Police Chief Kevin Burke told Plass there has not been a spike in public drunkenness arrests associated with Barrel Tasting.

But a tasting room employee said Tuesday that some of the complaints about the event are not far off the mark.

"It gets crazy," said Inga Zmrzel, an employee of Williamson Wines tasting room, located just off the Healdsburg Plaza. "We get a majority that are just out to drink. We get people that also are very serious about wine."

"We've had a few episodes of people puking in our bathroom," she said, adding that the crowds get so big they have to hire a bouncer to check identification at the door.

She said the tasting room serves food and has huge water coolers in an effort to mitigate the alcohol consumption. And there are also designated drivers in the crowd.

But by late afternoon, she said, some people have obviously had too much and have to be turned away.

"We close at 4 (p.m.), so you can imagine. You wouldn't expect people to be in a state of oblivion at that point. But there are some for sure," she said.

This year, 144 wineries participated in the Wine Road Barrel Tasting. Many of them are spread out through Dry Creek, Alexander and Russian River valleys.

The executive director of the event, Beth Costa, could not be reached for comment Tuesday. Calls to members of the board were not immediately returned Tuesday evening.

Healdsburg, with its 20 tasting rooms in the downtown area, is a convenient spot for wine aficionados to walk from one venue to the next. But merchants say it makes it easy for people to overindulge, particularly on Barrel Tasting weekend.

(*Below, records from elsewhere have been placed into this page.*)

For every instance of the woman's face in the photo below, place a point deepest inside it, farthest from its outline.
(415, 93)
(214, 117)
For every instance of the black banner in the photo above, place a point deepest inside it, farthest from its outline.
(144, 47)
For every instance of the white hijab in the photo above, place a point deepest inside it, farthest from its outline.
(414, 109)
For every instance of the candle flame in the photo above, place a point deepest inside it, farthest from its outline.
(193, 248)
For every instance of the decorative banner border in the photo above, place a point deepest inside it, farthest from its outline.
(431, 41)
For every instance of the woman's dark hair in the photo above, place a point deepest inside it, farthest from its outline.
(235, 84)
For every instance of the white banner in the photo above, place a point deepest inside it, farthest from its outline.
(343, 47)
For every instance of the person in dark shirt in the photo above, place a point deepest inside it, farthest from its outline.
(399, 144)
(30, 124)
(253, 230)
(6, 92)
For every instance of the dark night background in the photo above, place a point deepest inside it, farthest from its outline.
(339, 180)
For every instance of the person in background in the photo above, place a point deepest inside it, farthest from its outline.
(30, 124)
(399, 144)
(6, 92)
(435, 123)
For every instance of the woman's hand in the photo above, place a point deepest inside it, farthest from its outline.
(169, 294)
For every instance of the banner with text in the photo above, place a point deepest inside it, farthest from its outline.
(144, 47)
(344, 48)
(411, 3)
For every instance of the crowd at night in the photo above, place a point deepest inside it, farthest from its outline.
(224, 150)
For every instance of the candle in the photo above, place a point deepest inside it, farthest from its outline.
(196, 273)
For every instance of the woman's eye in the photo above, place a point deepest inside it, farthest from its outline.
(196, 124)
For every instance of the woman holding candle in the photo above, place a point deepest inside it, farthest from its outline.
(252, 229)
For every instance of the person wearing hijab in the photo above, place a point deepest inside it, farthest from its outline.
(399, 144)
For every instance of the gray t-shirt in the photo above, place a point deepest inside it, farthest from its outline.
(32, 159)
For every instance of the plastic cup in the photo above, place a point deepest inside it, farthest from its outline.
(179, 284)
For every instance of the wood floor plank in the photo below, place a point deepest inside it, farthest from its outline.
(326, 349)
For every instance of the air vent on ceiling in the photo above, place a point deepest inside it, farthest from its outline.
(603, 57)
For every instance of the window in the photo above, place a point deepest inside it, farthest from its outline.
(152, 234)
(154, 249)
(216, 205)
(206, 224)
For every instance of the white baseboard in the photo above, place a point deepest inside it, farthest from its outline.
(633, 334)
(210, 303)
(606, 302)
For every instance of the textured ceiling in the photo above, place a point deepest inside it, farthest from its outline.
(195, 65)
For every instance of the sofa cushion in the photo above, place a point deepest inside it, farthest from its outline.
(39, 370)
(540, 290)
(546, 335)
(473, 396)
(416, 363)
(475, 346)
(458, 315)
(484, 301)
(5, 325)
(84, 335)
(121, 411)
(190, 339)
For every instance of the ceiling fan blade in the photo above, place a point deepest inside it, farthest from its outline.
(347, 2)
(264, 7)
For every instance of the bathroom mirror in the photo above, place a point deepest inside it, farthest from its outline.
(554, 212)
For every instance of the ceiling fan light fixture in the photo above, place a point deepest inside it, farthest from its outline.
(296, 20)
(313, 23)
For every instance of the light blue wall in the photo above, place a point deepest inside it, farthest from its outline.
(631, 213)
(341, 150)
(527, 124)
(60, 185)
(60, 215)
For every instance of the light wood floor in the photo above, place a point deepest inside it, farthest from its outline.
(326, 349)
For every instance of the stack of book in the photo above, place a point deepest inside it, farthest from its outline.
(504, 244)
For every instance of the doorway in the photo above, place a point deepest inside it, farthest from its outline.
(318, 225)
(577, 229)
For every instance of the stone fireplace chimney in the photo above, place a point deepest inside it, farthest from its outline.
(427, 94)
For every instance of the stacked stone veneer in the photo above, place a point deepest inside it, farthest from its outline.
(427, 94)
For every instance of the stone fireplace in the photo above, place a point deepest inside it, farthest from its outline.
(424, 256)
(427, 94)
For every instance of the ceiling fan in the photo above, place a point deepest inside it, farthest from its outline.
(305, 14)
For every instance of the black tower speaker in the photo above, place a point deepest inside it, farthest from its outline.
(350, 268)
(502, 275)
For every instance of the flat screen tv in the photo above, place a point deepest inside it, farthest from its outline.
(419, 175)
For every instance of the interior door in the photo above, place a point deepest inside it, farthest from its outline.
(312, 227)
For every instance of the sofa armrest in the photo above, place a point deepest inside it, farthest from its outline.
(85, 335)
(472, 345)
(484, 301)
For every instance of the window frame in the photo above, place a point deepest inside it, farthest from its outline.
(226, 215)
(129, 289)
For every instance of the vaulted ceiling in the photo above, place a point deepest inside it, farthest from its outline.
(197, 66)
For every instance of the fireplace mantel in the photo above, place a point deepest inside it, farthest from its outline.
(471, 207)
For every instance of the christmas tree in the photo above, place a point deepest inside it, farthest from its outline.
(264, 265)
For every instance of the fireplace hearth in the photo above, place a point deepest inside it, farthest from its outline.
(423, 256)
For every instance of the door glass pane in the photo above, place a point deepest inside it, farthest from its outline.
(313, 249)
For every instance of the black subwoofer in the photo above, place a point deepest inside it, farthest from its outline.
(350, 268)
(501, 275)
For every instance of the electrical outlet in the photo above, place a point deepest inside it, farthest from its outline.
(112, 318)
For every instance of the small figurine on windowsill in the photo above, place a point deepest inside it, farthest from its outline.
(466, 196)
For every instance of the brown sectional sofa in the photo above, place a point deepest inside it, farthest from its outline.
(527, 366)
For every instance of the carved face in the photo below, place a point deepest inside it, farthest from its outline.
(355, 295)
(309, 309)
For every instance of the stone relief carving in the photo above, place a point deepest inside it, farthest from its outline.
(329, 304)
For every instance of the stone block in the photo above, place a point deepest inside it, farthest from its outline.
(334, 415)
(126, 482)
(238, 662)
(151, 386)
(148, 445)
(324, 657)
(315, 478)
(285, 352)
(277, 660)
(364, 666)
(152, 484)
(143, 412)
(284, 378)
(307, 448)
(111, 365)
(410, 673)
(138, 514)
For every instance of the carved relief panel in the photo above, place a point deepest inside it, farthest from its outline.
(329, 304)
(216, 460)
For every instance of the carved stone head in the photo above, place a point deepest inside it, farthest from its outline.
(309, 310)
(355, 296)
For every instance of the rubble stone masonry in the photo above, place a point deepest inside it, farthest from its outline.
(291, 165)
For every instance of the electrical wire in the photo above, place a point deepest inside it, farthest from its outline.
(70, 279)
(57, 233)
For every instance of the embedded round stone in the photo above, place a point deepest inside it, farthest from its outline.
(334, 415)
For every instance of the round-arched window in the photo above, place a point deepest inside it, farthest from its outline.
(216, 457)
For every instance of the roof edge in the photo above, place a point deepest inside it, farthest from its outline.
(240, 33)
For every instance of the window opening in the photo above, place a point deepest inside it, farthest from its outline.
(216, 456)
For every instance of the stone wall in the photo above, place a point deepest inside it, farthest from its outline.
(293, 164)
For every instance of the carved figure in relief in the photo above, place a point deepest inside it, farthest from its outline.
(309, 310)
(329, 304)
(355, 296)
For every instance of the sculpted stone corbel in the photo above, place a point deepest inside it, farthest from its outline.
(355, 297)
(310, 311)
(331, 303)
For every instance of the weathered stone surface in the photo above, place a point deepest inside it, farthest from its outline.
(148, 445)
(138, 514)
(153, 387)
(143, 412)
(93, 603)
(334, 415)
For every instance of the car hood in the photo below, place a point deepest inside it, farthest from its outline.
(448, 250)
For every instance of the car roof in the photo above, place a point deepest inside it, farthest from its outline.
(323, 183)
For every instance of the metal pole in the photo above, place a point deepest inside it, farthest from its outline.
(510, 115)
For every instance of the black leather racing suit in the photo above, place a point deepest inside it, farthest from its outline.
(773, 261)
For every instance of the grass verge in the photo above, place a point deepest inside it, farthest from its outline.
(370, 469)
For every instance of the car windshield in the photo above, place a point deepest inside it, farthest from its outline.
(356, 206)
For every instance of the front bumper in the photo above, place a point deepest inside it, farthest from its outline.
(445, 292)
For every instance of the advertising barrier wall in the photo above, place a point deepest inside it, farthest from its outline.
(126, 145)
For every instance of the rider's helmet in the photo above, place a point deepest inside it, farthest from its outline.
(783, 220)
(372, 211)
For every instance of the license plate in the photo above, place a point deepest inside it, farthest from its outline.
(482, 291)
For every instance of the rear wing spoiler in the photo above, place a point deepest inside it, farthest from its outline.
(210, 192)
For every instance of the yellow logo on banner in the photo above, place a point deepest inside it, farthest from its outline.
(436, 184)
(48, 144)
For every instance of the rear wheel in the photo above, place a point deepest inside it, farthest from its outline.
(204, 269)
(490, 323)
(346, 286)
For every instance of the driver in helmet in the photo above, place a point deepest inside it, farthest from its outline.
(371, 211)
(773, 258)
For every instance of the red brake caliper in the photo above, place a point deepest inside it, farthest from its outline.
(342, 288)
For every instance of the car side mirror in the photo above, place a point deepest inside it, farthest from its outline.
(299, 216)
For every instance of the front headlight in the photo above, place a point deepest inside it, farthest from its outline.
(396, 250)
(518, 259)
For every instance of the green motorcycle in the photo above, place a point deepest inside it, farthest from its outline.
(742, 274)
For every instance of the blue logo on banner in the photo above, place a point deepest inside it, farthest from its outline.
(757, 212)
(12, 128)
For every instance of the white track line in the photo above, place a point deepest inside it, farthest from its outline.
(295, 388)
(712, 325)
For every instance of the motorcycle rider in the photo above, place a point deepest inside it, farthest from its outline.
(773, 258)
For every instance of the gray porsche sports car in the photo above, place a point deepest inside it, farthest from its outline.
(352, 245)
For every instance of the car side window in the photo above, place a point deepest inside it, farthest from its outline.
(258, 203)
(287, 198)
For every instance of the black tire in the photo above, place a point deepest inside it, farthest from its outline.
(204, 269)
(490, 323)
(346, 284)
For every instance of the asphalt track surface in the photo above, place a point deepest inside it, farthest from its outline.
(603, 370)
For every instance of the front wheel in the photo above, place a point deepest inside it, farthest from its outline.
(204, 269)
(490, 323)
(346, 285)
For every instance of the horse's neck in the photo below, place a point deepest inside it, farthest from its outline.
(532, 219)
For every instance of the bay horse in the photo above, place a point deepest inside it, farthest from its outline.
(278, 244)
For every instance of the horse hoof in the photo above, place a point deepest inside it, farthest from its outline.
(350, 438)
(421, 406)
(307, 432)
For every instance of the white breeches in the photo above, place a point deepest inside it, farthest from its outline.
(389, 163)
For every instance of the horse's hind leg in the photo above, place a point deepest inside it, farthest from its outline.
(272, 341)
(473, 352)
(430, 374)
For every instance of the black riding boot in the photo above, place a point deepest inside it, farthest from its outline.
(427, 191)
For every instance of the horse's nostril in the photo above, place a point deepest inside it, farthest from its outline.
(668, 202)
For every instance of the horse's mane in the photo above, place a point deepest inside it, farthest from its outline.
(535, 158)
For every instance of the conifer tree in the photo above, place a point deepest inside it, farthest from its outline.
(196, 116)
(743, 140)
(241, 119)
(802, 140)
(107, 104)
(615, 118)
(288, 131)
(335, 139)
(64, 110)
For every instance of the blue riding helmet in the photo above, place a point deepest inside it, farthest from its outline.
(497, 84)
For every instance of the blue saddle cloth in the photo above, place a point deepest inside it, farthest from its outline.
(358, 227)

One suggestion to help keep things under control is to raise the $30 advance price that allows purchasers to taste virtually unlimited amounts over one weekend.

"It's too cheap an event. Thirty dollars is not a lot of money, not even for a college kid," said Ines Scherrer, owner of Spa Dolce.

She said she's been shocked by the loudness, drunkenness and swearing that she witnessed over the two Barrel Tasting weekends.

"There are young people in buses, partying loud and obnoxious," she said. "I've had to clean up vomit on my sidewalk and broken glass. It's not a pleasant thing."

She said that on the second Saturday of Barrel Tasting she had to tend to a young lady in her early twenties, in high heels and a mini skirt.

"She was sitting on my sidewalk, poor thing. I said &‘Get up get yourself together.' She was drunk," Scherrer said.

The spa owner said the antics associated with Barrel Tasting drives away her customers.

But Montecuollo, the jewelry store owner, said she had one of her most lucrative weekends ever as a result of customers who came for Barrel Tasting and shopped.

"So it's not from, sour grapes," she said of her desire to see the event tamed down.

"We want everybody to be happy. We want wineries to be benefit and we want to benefit too. We're just looking for a way to curtail the craziness," she said.